Die Erfindung betrifft somit transgene Pflanzen, die neu hergestellt wurden durch eine stabil in das Genom integrierte regulatorische Nukleinsäuresequenz gemäß SEQ ID NO: 1, oder deren Fragment oder Derivat oder Homolog mit der biologischen Funktion eines Promotors, und einer mit dieser Nukleinsäuresequenz funktionell verbundenen für ein Genprodukt codierenden Nukleinsäuresequenz.

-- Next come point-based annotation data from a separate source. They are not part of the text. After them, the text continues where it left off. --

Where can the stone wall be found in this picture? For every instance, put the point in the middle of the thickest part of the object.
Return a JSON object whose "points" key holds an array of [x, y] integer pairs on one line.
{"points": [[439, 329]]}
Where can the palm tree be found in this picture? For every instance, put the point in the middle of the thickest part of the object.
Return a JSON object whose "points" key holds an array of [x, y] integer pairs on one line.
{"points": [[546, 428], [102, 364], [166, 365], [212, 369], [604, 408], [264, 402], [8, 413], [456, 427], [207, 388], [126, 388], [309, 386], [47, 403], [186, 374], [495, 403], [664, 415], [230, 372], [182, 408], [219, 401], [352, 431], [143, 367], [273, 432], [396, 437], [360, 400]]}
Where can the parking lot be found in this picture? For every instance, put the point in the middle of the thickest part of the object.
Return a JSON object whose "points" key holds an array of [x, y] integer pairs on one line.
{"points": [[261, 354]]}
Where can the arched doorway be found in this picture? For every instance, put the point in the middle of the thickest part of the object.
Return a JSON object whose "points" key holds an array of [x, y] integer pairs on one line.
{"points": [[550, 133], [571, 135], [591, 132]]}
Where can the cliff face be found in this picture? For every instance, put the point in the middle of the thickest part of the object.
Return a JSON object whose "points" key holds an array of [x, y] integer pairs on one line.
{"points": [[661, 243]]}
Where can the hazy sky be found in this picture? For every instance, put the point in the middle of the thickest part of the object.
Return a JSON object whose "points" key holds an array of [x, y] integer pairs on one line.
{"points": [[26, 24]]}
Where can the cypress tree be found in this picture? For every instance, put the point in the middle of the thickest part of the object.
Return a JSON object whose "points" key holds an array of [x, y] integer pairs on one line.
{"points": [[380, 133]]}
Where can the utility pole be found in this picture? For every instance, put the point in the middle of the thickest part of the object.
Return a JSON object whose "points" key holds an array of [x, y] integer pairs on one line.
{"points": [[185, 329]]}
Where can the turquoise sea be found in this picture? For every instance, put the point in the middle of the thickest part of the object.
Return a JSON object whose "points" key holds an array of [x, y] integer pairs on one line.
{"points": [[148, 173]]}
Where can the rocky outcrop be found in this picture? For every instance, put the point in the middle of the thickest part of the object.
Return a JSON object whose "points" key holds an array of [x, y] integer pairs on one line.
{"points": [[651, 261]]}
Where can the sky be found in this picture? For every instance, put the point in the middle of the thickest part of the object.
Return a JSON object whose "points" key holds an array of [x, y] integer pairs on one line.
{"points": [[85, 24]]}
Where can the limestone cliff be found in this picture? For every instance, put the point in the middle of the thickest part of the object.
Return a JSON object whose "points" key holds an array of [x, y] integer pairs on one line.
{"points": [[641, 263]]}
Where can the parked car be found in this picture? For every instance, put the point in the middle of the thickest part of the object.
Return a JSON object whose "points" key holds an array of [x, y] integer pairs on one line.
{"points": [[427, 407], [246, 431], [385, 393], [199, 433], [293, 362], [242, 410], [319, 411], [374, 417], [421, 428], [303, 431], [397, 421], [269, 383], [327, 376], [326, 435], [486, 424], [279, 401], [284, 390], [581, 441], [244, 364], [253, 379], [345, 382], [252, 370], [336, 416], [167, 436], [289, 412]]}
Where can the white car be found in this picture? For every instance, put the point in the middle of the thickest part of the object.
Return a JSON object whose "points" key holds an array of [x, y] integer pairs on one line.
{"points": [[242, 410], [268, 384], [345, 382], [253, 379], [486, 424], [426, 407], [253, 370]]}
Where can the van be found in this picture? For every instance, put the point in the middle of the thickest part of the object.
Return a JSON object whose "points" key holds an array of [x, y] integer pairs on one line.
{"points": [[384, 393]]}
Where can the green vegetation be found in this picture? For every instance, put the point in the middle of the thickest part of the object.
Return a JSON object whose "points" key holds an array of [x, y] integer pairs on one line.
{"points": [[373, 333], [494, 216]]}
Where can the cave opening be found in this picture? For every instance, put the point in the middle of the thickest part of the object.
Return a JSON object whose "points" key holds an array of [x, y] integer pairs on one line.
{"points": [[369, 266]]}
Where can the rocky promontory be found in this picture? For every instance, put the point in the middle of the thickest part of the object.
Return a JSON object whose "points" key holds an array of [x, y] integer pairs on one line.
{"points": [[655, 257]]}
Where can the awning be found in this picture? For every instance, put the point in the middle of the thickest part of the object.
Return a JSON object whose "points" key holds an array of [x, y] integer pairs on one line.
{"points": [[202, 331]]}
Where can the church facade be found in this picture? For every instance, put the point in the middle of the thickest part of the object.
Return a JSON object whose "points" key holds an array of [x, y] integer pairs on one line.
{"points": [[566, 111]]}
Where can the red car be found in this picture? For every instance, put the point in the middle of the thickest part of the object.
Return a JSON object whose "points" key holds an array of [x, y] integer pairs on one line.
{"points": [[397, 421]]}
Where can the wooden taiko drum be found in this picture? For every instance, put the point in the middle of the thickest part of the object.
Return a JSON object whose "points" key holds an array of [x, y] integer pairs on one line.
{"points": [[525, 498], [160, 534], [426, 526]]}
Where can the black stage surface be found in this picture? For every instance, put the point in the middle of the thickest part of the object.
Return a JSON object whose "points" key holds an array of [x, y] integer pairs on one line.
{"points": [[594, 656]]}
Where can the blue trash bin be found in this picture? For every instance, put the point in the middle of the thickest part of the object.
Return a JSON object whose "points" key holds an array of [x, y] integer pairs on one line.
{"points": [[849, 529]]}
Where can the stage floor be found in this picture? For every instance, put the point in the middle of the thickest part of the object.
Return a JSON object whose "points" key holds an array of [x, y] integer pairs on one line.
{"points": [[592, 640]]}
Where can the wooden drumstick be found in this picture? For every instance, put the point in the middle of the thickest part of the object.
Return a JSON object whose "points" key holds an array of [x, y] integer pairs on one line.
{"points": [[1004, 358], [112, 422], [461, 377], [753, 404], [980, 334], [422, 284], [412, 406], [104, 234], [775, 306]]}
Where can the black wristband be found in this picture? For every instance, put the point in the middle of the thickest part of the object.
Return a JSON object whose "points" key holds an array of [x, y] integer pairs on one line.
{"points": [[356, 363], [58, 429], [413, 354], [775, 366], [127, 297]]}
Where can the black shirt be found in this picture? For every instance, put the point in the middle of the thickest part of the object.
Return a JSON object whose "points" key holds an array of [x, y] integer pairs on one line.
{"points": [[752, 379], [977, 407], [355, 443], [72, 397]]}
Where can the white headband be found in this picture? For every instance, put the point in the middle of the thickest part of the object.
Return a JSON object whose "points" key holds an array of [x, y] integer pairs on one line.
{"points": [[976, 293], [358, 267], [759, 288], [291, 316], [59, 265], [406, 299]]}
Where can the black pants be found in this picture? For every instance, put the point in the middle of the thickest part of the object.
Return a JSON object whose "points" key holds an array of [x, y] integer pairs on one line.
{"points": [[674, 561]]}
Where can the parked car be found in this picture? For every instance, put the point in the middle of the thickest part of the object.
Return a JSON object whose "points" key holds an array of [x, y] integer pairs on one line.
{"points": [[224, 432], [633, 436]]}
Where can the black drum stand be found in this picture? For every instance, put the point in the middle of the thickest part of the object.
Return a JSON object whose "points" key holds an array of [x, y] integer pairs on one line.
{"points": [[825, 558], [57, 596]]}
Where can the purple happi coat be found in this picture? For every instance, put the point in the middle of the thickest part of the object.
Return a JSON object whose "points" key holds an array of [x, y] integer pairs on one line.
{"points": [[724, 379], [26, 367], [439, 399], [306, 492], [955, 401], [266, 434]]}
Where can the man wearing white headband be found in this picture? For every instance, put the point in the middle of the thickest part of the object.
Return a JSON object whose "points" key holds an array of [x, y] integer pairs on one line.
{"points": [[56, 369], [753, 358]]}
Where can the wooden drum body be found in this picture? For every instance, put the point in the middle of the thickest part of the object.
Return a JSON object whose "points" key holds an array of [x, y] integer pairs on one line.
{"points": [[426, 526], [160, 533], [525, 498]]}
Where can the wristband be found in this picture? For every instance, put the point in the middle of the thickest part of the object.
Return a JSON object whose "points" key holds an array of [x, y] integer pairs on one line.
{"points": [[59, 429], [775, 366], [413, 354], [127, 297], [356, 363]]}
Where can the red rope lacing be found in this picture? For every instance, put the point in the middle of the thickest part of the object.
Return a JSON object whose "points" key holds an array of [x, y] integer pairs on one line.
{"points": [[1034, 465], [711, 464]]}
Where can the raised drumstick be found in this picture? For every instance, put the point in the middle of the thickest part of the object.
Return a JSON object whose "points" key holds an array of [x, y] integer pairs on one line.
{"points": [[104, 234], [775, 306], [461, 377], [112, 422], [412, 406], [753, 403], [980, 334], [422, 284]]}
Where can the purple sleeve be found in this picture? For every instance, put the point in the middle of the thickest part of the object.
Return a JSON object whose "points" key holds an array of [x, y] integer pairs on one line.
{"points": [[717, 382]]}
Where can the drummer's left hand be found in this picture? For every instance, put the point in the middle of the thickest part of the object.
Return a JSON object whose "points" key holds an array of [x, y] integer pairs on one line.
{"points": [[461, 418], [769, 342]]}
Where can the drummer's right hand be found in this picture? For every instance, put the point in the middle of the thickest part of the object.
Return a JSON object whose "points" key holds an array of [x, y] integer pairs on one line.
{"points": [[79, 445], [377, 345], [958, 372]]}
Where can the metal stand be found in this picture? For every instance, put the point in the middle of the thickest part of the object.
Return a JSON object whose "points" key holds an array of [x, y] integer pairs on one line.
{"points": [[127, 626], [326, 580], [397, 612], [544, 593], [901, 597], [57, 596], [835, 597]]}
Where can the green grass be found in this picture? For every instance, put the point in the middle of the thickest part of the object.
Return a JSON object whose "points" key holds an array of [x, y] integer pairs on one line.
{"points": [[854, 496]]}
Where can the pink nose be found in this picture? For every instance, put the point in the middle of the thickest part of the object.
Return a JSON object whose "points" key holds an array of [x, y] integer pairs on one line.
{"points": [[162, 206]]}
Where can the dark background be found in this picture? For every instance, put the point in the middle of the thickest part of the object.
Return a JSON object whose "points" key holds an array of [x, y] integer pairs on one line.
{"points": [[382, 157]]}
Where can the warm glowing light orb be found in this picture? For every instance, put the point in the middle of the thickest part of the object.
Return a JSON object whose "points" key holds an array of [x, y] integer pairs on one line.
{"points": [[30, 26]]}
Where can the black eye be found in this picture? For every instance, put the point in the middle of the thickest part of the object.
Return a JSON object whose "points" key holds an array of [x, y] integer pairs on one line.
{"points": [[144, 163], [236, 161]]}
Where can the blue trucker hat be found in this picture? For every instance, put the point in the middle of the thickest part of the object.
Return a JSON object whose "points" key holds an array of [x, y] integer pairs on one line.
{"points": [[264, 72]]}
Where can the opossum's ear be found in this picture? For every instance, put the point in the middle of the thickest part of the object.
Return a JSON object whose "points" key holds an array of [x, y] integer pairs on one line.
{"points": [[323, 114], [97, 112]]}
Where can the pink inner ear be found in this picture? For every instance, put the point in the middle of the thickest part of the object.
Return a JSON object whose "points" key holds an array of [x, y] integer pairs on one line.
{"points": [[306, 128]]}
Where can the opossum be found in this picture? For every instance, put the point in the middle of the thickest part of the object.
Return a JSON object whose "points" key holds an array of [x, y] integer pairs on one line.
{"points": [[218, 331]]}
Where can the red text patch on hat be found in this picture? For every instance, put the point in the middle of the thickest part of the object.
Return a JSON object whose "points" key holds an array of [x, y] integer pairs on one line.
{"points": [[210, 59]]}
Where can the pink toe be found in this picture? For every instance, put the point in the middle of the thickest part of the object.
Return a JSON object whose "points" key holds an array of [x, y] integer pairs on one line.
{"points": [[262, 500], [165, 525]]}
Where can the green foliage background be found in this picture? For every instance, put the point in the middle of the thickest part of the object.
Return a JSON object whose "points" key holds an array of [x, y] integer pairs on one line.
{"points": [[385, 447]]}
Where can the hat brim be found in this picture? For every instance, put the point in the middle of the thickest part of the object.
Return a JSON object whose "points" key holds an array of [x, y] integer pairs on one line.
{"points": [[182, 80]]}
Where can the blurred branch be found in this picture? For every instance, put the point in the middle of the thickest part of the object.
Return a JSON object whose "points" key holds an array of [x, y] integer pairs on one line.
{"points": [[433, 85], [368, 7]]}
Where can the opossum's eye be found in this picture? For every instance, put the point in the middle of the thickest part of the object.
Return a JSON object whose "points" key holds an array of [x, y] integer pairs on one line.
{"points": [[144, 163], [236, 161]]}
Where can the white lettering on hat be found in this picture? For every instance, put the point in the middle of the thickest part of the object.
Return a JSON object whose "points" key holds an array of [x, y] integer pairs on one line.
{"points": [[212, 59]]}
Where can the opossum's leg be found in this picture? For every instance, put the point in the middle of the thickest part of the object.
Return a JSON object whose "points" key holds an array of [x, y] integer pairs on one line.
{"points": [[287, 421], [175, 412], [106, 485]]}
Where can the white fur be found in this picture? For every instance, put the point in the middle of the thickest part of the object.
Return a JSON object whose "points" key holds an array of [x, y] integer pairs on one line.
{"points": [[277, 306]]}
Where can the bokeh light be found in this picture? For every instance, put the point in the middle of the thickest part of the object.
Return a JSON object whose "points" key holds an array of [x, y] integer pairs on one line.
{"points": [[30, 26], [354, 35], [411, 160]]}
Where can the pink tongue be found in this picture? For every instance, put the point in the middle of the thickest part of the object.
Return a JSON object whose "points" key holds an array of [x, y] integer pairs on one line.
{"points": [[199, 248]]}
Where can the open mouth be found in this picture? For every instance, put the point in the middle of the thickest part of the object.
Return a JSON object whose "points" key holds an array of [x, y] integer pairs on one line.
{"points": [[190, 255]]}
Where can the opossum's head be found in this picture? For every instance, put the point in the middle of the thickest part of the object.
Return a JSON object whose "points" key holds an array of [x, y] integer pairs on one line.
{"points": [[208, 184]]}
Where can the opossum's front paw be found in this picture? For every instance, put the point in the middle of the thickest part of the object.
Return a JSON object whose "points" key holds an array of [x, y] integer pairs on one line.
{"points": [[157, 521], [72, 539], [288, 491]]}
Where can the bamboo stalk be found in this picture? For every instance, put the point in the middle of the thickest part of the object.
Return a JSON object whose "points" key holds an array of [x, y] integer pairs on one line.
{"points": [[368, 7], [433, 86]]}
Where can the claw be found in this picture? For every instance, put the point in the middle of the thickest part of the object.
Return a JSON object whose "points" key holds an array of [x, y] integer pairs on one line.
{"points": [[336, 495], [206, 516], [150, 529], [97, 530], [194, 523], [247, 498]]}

Ferner betrifft die vorliegende Erfindung ein Verfahren zur Herstellung einer Pflanze mit veränderter Genexpression, umfassend das stabile Integrieren einer regulatorischen Nukleinsäuresequenz gemäß SEQ ID NO: 1, oder deren Fragment oder Homolog oder Derivat mit der biologischen Funktion eines Promotors, und einer mit dieser Nukleinsäuresequenz funktionell verbundenen für ein Genprodukt codierenden Nukleinsäuresequenz in das Genom von Pflanzenzellen oder Pflanzengeweben sowie Regeneration der erhaltenen Pflanzenzellen oder Pflanzengeweben zu Pflanzen, vorzugsweise zu fertilen Pflanzen.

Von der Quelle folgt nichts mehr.